Le point est technique mais sensible. L’article 29 du projet de loi « égalité et citoyenneté » prévoit « la suppression de la mutualisation, dans le cadre des plans locaux de l’habitat [PLH], des objectifs de rattrapage SRU sur les communes d’une intercommunalité ». Ce dispositif consiste à faire porter une partie des objectifs de rattrapage des communes soumises aux obligations de la loi du 13 décembre 2000 relative à la solidarité et au renouvellement urbains (SRU) sur d’autres, au sein de l’établissement public de coopération intercommunale (EPCI).

Usage détourné

L’application vertueuse de cet article vise les villes déficitaires qui auraient, par exemple, lancé une opération d’envergure, type zone d’aménagement concertée, pour combler leur retard et atteindre les 20 ou 25 % (selon les cas) de logements sociaux d’ici à 2025. En attendant la sortie de leur programme immobilier, elles peuvent reporter le différentiel de logements sociaux qu’elles ne financeront pas lors de la période triennale en cours, sur une autre commune. La ville-centre le plus souvent. Au passage, si elles ne s’exonèrent pas du prélèvement annuel, elles évitent le très coûteux constat de carence. Lequel, au terme de chaque période triennale peut représenter jusqu’à cinq fois la taxe annuelle.

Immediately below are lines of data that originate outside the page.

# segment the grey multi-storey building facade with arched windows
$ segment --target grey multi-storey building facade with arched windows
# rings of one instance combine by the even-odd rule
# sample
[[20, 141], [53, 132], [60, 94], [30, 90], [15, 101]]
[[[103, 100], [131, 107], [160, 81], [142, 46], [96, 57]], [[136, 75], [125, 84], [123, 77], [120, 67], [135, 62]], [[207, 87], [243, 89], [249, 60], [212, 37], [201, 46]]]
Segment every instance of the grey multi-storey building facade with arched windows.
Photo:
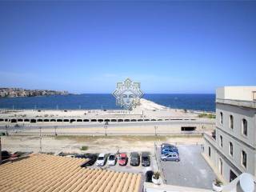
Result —
[[216, 91], [216, 128], [204, 134], [203, 154], [231, 182], [256, 175], [256, 86], [226, 86]]

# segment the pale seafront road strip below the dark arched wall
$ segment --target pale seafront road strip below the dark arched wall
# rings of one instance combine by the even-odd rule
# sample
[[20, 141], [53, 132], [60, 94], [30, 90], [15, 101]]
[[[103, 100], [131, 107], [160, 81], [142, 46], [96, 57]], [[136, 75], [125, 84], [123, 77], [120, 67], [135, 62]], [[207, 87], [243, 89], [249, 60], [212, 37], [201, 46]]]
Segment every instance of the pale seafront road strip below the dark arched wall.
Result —
[[[182, 131], [182, 126], [197, 127], [194, 131]], [[105, 126], [104, 123], [85, 125], [58, 125], [58, 126], [19, 126], [8, 127], [8, 134], [34, 135], [174, 135], [174, 134], [202, 134], [213, 130], [211, 121], [175, 121], [175, 122], [117, 122]], [[41, 129], [41, 130], [40, 130]], [[6, 127], [0, 128], [6, 132]]]

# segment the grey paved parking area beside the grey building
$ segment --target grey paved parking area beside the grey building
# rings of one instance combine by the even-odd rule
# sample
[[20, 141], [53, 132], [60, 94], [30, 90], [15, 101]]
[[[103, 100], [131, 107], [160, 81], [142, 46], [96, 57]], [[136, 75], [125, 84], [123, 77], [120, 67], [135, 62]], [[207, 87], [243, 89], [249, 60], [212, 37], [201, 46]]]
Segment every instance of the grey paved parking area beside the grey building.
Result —
[[178, 146], [180, 162], [163, 162], [158, 147], [158, 162], [166, 184], [212, 189], [214, 171], [201, 154], [201, 146]]

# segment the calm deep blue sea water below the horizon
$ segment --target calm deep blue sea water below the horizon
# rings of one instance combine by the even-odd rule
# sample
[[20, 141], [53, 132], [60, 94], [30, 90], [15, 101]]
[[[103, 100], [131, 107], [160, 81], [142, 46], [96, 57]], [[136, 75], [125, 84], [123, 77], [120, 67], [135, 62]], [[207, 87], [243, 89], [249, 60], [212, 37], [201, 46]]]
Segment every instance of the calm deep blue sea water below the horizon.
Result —
[[[163, 106], [215, 111], [215, 94], [145, 94]], [[112, 94], [71, 94], [30, 98], [0, 98], [0, 108], [12, 109], [120, 109]]]

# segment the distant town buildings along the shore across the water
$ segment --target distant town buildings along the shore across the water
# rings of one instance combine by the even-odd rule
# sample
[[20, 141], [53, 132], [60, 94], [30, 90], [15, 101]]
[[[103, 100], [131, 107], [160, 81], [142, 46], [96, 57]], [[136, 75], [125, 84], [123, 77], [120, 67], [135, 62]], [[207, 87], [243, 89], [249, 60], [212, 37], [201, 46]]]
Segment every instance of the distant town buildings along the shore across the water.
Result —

Dans la vraie vie, ce dispositif serait toutefois « trop souvent détourné de son objectif premier », comme le prévoit le fameux article 29. Nombre de communes réfractaires à la production de logements sociaux y recourraient ainsi « pour diminuer leurs objectifs de production et éviter la carence, sans pour autant mettre en œuvre […] de démarche volontariste en vue de rattraper le retard d’offre ».
Une trentaine d’EPCI sur 211 dotés de la compétence logement et d’un PLH exécutoire utiliseraient ce dispositif de mutualisation. Et une vingtaine l’envisagerait. Difficile cependant d’obtenir des chiffres précis, en l’absence d’un bilan national d’analyse de l’impact de cette pratique. Ce manque a d’ailleurs été pointé du doigt en octobre 2015 dans un rapport du Conseil général de l’environnement et du développement durable centré sur l’application de l’article 55 de la loi « SRU ». A l’époque, ce premier rapport - car un second est en cours - invitait plutôt à « poursuivre l’exploration de cette pratique ».
Sur le terrain, de nombreux élus y sont d’ailleurs favorables et commencent à le faire savoir. Illustration à Nantes métropole (24 communes, 602 900 d’hab.,), qui vient tout juste de retoucher son PLH, intégrant le dispositif de mutualisation. Celui-ci concerne dix communes sur dix-sept en situation de rattrapage « SRU ». « En contrepartie, elles poursuivent leur effort, puisque le PLH leur impose une production de 35 % de logements sociaux sur la période triennale », assure Pascal Pras, vice-président chargé de l’urbanisme, du foncier et de l’habitat. Qui verrait d’un « très mauvais œil sa suppression. Elle casserait la dynamique que nous mettons en place pour que toutes les communes fassent du logement social ».

Vers des exceptions

Dans bien des cas, à Nantes comme ailleurs, la dynamique en question ne sera pas suffisante dans la perspective de 2025. Un argument que met en avant le gouvernement pour justifier la suppression de cette pratique. Dans son étude d’impact, il ajoute que la mutualisation conduit en outre « à une déresponsabilisation des communes récalcitrantes et laisse persister une ségrégation sociale et géographique entre les communes d’un même EPCI ». Pascal Pras « veut bien entendre que des collectivités ne jouent pas le jeu. Il n’empêche qu’il serait utile que le projet de loi introduise quelques nuances ». Plutôt qu’une suppression pure et dure, des exceptions pour les métropoles compétentes en matière de logement et délégataires des aides à la pierre seraient envisagées.